About 1.5 million people out of 4.5 million are on Medicaid in Louisiana, he noted. That’s a third of the population.
“If you accept, and I do accept this, and I think that most health policy people agree, that having insurance improves access, and if you have access to a usual source of care, whether it's a primary care physician or whatever, that tends to mean that you have better health outcomes,” he said.
The state will need to fight for improved outcomes because, along with poverty, major health epidemics are also plaguing Louisiana.
Currently, the state has some of the highest rates of cancer and heart disease in the country.
Louisiana’s rate of heart disease is mirrored in its rates of obesity and smoking, both of which are above the national average.

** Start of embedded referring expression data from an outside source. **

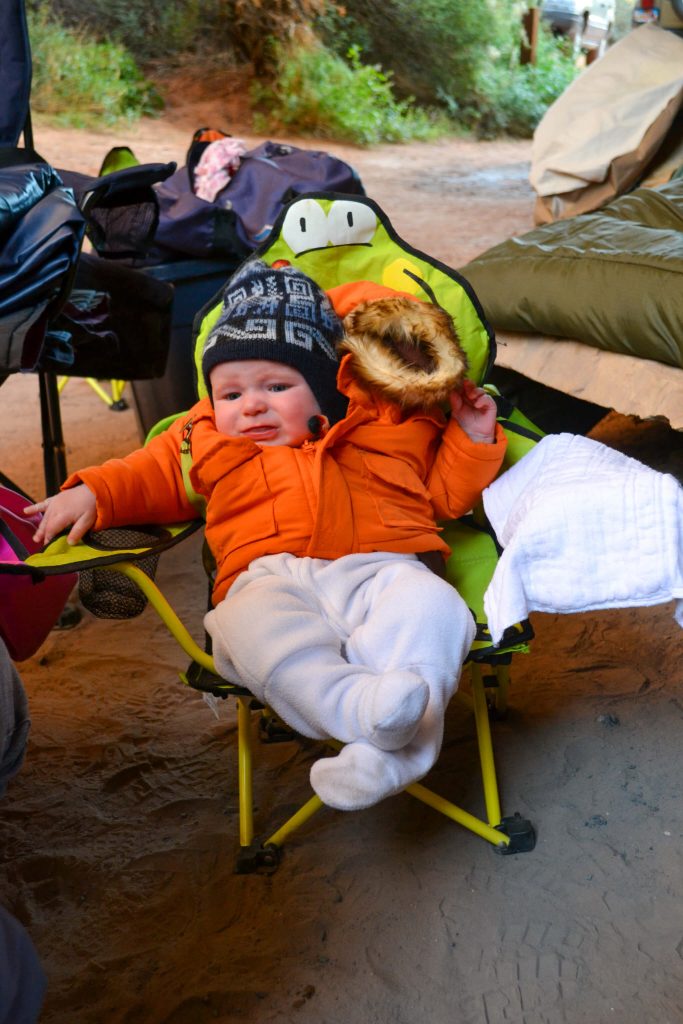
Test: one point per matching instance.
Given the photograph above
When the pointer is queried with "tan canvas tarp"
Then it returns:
(597, 138)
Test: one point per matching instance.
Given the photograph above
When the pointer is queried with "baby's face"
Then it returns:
(266, 401)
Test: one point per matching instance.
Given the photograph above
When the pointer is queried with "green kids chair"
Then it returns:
(336, 239)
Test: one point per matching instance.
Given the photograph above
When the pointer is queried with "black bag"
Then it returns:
(242, 215)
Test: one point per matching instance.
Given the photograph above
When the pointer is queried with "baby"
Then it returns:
(325, 482)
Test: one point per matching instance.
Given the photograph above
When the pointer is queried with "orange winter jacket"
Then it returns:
(378, 480)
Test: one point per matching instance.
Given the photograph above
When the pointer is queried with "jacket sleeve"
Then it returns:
(145, 486)
(462, 469)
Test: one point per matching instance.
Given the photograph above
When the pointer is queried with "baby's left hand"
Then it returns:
(475, 412)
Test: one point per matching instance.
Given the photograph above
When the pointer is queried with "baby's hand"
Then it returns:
(475, 412)
(76, 508)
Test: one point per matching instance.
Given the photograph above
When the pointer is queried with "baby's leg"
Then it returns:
(440, 633)
(271, 630)
(413, 621)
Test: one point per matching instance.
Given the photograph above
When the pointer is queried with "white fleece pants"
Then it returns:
(367, 648)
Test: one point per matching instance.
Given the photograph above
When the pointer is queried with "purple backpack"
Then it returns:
(29, 606)
(242, 215)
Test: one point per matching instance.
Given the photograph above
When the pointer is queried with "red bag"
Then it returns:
(29, 606)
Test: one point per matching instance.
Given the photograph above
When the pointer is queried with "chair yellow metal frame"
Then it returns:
(488, 691)
(113, 398)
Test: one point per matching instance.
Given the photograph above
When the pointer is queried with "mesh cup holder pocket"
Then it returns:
(112, 595)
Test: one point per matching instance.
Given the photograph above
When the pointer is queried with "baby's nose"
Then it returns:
(254, 401)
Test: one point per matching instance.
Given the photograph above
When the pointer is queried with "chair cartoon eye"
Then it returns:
(305, 226)
(350, 223)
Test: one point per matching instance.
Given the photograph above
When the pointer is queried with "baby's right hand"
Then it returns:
(76, 507)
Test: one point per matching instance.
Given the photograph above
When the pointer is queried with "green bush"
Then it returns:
(434, 49)
(83, 83)
(317, 93)
(511, 100)
(461, 56)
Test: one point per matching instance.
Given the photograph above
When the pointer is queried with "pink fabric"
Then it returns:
(216, 166)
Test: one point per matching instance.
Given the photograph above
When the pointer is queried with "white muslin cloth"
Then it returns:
(583, 527)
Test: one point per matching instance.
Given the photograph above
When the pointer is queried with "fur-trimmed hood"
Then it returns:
(404, 349)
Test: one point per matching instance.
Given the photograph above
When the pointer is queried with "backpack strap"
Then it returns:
(185, 466)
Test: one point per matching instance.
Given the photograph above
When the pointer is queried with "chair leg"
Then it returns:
(492, 799)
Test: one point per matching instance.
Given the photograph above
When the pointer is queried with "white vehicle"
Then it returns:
(587, 23)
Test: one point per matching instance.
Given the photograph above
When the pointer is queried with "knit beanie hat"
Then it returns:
(283, 315)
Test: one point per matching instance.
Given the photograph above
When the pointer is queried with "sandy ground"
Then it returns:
(118, 839)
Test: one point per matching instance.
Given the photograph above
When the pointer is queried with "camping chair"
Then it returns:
(336, 239)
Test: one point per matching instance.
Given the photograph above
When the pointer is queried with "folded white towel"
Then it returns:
(583, 527)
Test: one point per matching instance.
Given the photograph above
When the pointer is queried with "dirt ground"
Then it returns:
(118, 839)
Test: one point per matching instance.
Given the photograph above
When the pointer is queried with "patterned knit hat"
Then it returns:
(284, 316)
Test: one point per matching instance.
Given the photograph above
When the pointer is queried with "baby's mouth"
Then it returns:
(262, 432)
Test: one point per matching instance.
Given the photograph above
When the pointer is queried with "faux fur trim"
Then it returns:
(407, 351)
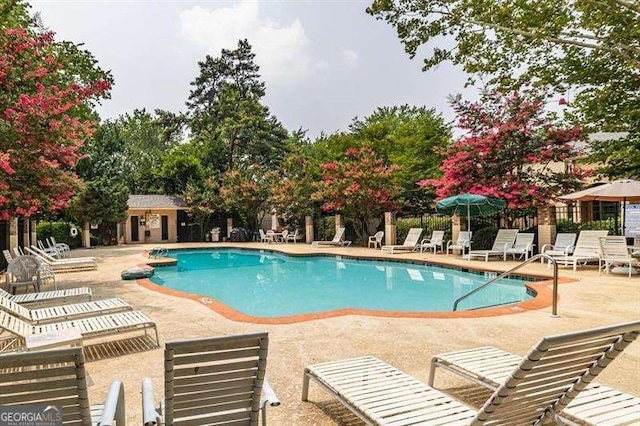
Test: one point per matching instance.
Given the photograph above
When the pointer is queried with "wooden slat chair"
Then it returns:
(614, 251)
(489, 367)
(63, 265)
(92, 327)
(587, 249)
(58, 297)
(436, 241)
(219, 380)
(23, 272)
(503, 241)
(410, 242)
(58, 378)
(64, 312)
(522, 247)
(541, 386)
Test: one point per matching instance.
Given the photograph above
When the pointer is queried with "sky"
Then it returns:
(324, 62)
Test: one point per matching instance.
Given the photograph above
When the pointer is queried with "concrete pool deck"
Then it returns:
(407, 343)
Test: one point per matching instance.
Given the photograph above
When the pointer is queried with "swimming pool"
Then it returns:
(265, 284)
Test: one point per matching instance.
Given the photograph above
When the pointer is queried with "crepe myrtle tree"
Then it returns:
(360, 187)
(47, 90)
(508, 151)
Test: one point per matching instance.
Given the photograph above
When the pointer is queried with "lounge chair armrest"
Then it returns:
(150, 416)
(114, 408)
(269, 396)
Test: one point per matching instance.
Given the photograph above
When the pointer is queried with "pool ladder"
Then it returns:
(554, 306)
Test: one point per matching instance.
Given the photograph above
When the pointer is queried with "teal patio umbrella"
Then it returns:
(470, 205)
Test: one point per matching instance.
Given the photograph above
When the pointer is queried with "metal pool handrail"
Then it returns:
(554, 308)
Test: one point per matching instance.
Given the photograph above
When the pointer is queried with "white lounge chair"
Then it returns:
(292, 237)
(46, 298)
(614, 251)
(64, 312)
(587, 249)
(64, 265)
(338, 240)
(463, 242)
(410, 242)
(436, 241)
(522, 247)
(539, 388)
(90, 327)
(375, 240)
(503, 241)
(58, 378)
(23, 272)
(489, 367)
(564, 245)
(219, 380)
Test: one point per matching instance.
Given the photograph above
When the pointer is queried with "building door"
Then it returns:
(165, 227)
(135, 225)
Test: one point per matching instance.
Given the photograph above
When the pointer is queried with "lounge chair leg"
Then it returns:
(305, 385)
(432, 372)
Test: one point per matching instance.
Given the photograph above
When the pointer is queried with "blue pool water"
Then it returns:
(266, 284)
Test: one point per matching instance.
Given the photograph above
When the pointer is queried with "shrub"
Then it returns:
(60, 231)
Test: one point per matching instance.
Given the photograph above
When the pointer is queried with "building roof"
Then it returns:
(150, 201)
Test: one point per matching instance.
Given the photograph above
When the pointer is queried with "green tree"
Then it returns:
(203, 201)
(360, 187)
(590, 46)
(226, 116)
(101, 202)
(245, 194)
(411, 137)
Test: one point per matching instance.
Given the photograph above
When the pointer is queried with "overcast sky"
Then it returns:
(324, 62)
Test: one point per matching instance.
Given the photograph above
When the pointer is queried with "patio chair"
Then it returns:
(58, 297)
(410, 242)
(63, 247)
(436, 240)
(64, 265)
(614, 251)
(292, 237)
(523, 246)
(57, 378)
(52, 251)
(564, 245)
(375, 240)
(263, 237)
(23, 271)
(463, 242)
(503, 241)
(539, 388)
(91, 327)
(595, 405)
(218, 380)
(338, 240)
(587, 249)
(64, 312)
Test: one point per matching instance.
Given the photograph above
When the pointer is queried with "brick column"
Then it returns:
(13, 233)
(229, 227)
(389, 229)
(308, 229)
(86, 235)
(457, 224)
(546, 226)
(32, 230)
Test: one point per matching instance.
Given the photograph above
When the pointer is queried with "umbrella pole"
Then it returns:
(624, 216)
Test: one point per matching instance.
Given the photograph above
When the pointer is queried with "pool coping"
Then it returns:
(543, 295)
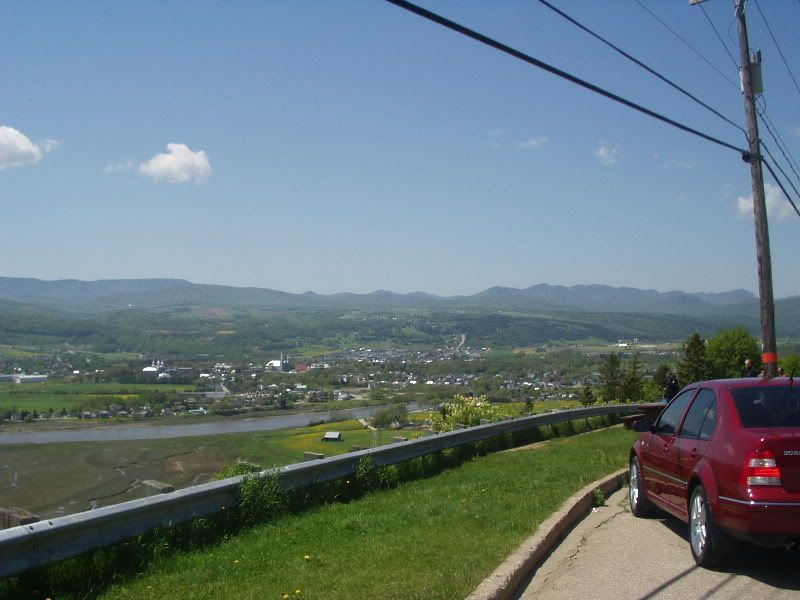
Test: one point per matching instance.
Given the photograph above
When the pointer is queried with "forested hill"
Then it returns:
(155, 293)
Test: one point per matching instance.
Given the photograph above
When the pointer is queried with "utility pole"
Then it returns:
(769, 348)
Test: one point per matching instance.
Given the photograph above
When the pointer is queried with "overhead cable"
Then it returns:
(791, 165)
(687, 44)
(763, 145)
(783, 189)
(783, 58)
(641, 64)
(452, 25)
(776, 137)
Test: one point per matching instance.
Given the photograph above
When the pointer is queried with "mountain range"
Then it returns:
(115, 294)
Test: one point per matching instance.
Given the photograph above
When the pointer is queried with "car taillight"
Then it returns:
(760, 469)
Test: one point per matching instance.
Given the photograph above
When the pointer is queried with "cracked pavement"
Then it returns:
(612, 553)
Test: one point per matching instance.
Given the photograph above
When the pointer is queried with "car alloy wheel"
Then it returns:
(698, 536)
(709, 544)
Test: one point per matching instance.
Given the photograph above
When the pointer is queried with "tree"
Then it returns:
(610, 378)
(728, 350)
(694, 364)
(660, 376)
(631, 388)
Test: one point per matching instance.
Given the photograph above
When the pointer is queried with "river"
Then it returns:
(122, 433)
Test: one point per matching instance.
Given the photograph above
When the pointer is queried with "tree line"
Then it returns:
(719, 357)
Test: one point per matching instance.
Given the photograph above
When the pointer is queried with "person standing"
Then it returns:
(749, 371)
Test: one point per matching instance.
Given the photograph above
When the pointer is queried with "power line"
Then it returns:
(641, 64)
(719, 37)
(783, 189)
(786, 158)
(452, 25)
(687, 44)
(787, 155)
(763, 145)
(783, 58)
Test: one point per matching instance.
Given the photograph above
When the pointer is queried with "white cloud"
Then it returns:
(17, 150)
(778, 206)
(178, 164)
(533, 143)
(607, 155)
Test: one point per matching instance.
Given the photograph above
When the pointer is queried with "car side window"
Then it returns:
(696, 417)
(710, 423)
(669, 419)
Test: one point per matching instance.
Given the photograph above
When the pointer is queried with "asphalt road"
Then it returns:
(612, 554)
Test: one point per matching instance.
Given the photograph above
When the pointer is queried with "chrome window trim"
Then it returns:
(759, 504)
(665, 475)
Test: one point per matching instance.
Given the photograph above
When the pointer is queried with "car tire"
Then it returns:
(640, 506)
(709, 544)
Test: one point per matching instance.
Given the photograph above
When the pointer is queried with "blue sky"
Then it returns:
(352, 146)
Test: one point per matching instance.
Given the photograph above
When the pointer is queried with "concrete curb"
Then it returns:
(507, 579)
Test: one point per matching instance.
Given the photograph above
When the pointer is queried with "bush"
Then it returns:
(464, 411)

“I think it’s also poor diet,” says Diana. “Louisiana obviously has a reputation for really good food and really unhealthy food.”
What causes poor healthcare
Community or behavioral elements of healthcare, such as diet and exercise, are factors that will impact a healthcare system, but tend to reside outside the medical community’s direct control, said Diana.
Delivery of medical care — acute moments when healthcare is sought out by an individual due to an illness — Diana believes is only a smaller element of a state’s health, dwarfed by many more external factors.
That connection is relevant to the state’s high cancer rates, which Diana attributes to industry and chemical manufacturing.
“Louisiana has a stretch along the Mississippi River just west of New Orleans that’s populated with lots of refineries and plants that have earned it the reputation of being called ‘cancer alley,’” Diana said.
“My suspicion is that if you remove those [areas] from the data, we probably would not be in the top any longer. I think that’s not a statewide phenomenon,” he added.
Making healthcare improvements
Diana is also confident that Louisiana is making strides in certain areas of healthcare, even if they aren’t necessarily reflected in this year’s rankings.
Infant mortality rates have dramatically improved over the past few years. Diana said that’s thanks largely to Medicaid, which has provided insurance to single pregnant women and children.
Diana also said that through the Medicaid expansion, the state is continually looking into improving their programs.
Finally, he stressed that were some of these rankings better controlled for certain outside factors, they could perhaps look different.
“In defense of Louisiana, I’d argue that some of these things, like poverty and rurality, are very difficult to influence,” says Diana. “I suspect if we adjusted for the level of poverty or how much rural population there is, we wouldn’t look quite so bad.”